Getting there: phasing the new 'Venice of London'
Newcastle and Gateshead, second favourites for the European City of Culture 2008 tag and host to this weekend's Stirling Prize bash, continue to regenerate, partially via a series of key new buildings (see pages 2744). Now London has the chance to end decades of blight in its King's Cross railwaylands (see pages 6 and 7).
This is what is called King's Cross Central, perhaps to mirror the other major developer site in the capital around a transport hub, Paddington Central in west London. Everything, it seems, is in the 'centre'.
But developer Argent St George has grasped the nettle with its billion-pound, 20-year plan for the 24ha site.
Action on the area is long overdue, and promises to bring order to the scruffy hinterland of St Pancras and King's Cross stations. Perhaps even, in Dickon Robinson's optimistic words, to turn it into the 'Venice of London'.
But it can also prove, as with Richard Rogers'transport 'nodes' ideas, that transport can be an effective driver.

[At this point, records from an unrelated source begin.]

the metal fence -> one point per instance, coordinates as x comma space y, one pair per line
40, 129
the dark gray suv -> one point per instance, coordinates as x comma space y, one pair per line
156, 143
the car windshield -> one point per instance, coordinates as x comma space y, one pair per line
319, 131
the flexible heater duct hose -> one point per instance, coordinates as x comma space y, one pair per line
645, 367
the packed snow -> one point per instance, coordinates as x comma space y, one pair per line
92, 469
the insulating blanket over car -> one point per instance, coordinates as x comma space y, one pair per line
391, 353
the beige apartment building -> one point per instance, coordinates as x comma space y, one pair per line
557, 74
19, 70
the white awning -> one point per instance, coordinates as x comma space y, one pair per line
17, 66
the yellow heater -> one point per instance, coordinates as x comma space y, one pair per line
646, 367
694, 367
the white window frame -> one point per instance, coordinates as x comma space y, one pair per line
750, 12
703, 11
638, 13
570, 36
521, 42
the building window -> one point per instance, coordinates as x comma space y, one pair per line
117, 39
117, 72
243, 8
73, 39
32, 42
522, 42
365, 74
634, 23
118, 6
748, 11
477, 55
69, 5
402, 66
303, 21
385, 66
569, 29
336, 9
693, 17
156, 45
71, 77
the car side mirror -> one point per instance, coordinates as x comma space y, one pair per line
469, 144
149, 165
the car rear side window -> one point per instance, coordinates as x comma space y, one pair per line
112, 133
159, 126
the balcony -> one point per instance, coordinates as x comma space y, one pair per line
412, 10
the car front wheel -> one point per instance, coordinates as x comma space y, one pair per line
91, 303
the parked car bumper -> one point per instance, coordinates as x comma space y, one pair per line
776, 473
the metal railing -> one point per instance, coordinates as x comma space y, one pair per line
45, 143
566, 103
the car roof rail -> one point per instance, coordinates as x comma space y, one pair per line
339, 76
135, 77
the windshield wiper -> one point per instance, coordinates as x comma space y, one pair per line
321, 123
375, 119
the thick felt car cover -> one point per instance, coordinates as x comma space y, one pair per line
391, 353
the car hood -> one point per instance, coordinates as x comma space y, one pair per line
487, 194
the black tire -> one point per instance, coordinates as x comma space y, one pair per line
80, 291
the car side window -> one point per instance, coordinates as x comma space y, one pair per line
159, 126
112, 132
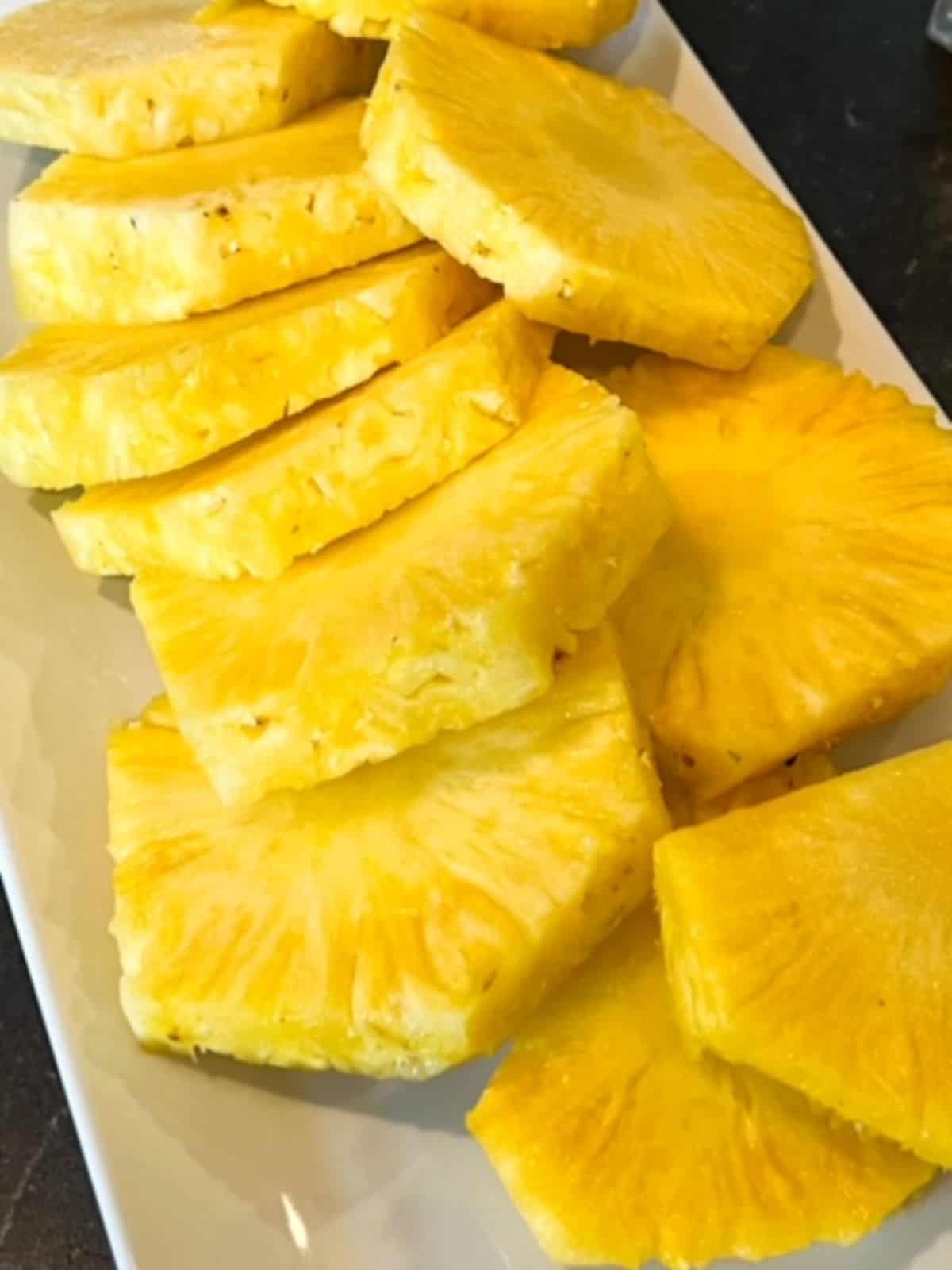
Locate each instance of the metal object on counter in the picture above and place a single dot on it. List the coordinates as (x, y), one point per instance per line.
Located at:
(941, 23)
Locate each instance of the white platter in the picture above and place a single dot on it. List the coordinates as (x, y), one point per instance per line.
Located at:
(215, 1166)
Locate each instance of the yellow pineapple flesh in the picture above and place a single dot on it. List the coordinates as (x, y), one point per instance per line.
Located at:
(393, 922)
(809, 937)
(448, 611)
(158, 238)
(83, 406)
(334, 469)
(537, 23)
(797, 774)
(120, 78)
(597, 206)
(620, 1146)
(806, 588)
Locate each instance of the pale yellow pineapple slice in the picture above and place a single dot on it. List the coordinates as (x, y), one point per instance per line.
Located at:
(334, 469)
(619, 1146)
(806, 588)
(118, 78)
(400, 920)
(83, 406)
(810, 937)
(797, 774)
(448, 611)
(597, 207)
(537, 23)
(162, 237)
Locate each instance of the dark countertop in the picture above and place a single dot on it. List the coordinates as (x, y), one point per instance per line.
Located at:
(856, 111)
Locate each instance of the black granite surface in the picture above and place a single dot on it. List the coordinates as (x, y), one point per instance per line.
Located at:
(856, 111)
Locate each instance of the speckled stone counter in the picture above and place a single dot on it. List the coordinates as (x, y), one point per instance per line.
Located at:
(856, 111)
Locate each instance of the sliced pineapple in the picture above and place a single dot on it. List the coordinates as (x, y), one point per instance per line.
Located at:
(397, 921)
(118, 78)
(83, 406)
(446, 613)
(539, 23)
(162, 237)
(797, 774)
(806, 588)
(300, 486)
(597, 207)
(619, 1146)
(809, 937)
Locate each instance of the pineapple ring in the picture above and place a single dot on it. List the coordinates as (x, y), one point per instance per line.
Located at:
(537, 23)
(597, 206)
(372, 450)
(393, 922)
(448, 611)
(120, 78)
(806, 588)
(810, 939)
(621, 1147)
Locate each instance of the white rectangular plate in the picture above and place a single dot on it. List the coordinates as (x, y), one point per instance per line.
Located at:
(215, 1165)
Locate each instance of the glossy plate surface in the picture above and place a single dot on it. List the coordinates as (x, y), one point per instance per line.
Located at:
(213, 1165)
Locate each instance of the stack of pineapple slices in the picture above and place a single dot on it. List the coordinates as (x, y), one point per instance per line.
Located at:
(425, 603)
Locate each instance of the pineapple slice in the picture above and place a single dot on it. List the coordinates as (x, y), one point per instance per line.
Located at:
(619, 1146)
(537, 23)
(82, 406)
(806, 590)
(448, 611)
(162, 237)
(397, 921)
(797, 774)
(597, 207)
(118, 78)
(334, 469)
(809, 937)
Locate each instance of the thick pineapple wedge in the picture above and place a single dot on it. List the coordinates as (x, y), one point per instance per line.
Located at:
(797, 774)
(83, 406)
(806, 588)
(537, 23)
(620, 1146)
(118, 78)
(448, 611)
(336, 469)
(397, 921)
(162, 237)
(597, 207)
(809, 937)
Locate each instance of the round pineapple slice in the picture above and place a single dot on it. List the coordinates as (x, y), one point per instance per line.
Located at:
(118, 78)
(810, 939)
(597, 207)
(806, 590)
(539, 23)
(84, 406)
(372, 450)
(448, 611)
(621, 1147)
(393, 922)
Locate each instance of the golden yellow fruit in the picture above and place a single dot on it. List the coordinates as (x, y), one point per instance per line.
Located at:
(118, 78)
(446, 613)
(597, 206)
(620, 1147)
(797, 774)
(393, 922)
(334, 469)
(158, 238)
(806, 588)
(809, 937)
(83, 406)
(539, 23)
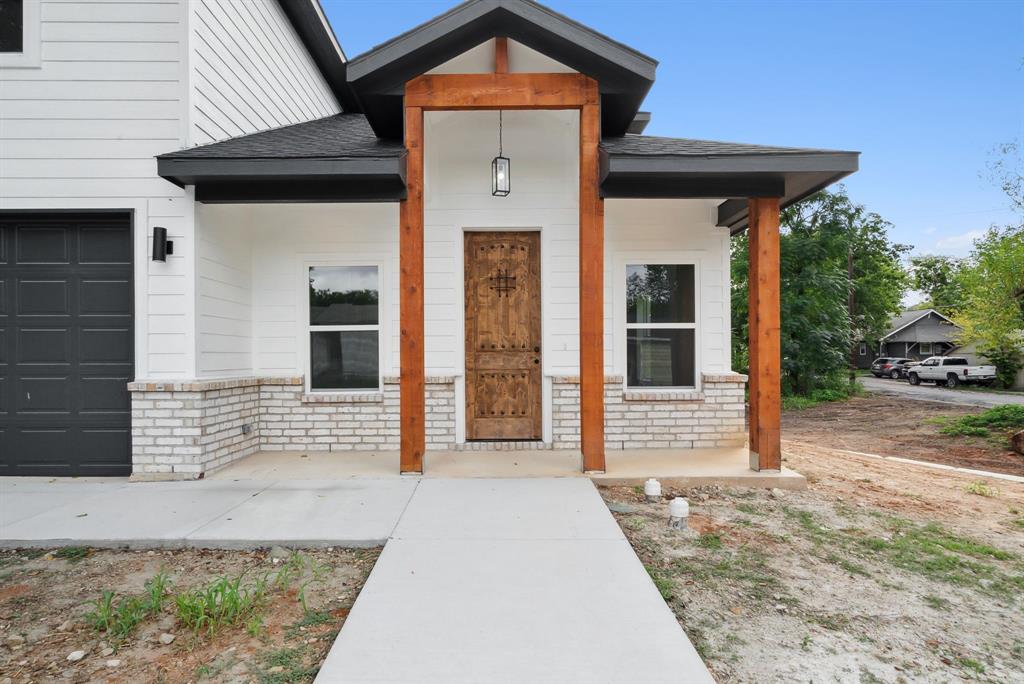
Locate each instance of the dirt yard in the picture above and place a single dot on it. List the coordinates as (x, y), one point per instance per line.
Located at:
(272, 621)
(881, 571)
(892, 426)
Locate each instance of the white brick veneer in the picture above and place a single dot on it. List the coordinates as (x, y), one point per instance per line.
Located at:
(183, 430)
(688, 419)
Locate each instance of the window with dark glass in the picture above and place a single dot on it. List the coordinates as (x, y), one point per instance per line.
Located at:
(344, 328)
(660, 326)
(11, 26)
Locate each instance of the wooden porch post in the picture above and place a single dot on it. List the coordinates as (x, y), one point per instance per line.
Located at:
(413, 403)
(591, 293)
(765, 343)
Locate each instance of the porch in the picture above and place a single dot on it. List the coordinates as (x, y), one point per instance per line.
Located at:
(689, 468)
(591, 205)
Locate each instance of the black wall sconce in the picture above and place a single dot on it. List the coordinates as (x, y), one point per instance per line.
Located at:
(161, 245)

Because the Channel Tunnel Rail Link's emergence (expected 2007), itself a response to new ideas about transport and Europe, is set to break the yoke of the 19th-century railway infrastructure that has blighted the area in the first place.
It is notable that the developer has chosen the same architects, Allies and Morrison and Porphyrios Associates, which starred in its Brindleyplace scheme in Birmingham - another city centre, mixed-use project which successfully breathed new life into an underdeveloped area and underappreciated canal system. At King's Cross Central there will be new bridges, new 'landmark public spaces', a commitment to public transport taking priority, housing, offices, some reuse of heritage buildings, and headline ideas about those listed gasholders.
But where Argent's plan scores is in its sophisticated approach to land ownership. Effectively it has tied up all the land deals before the design stage, pooling the property assets for the long term so that it is not under short-term pressure to build a money-spinning building early on which distorts the scheme's ideal phasing. It is a new 'quarter'of London which deserves to succeed - and which has a better chance of remaining on track.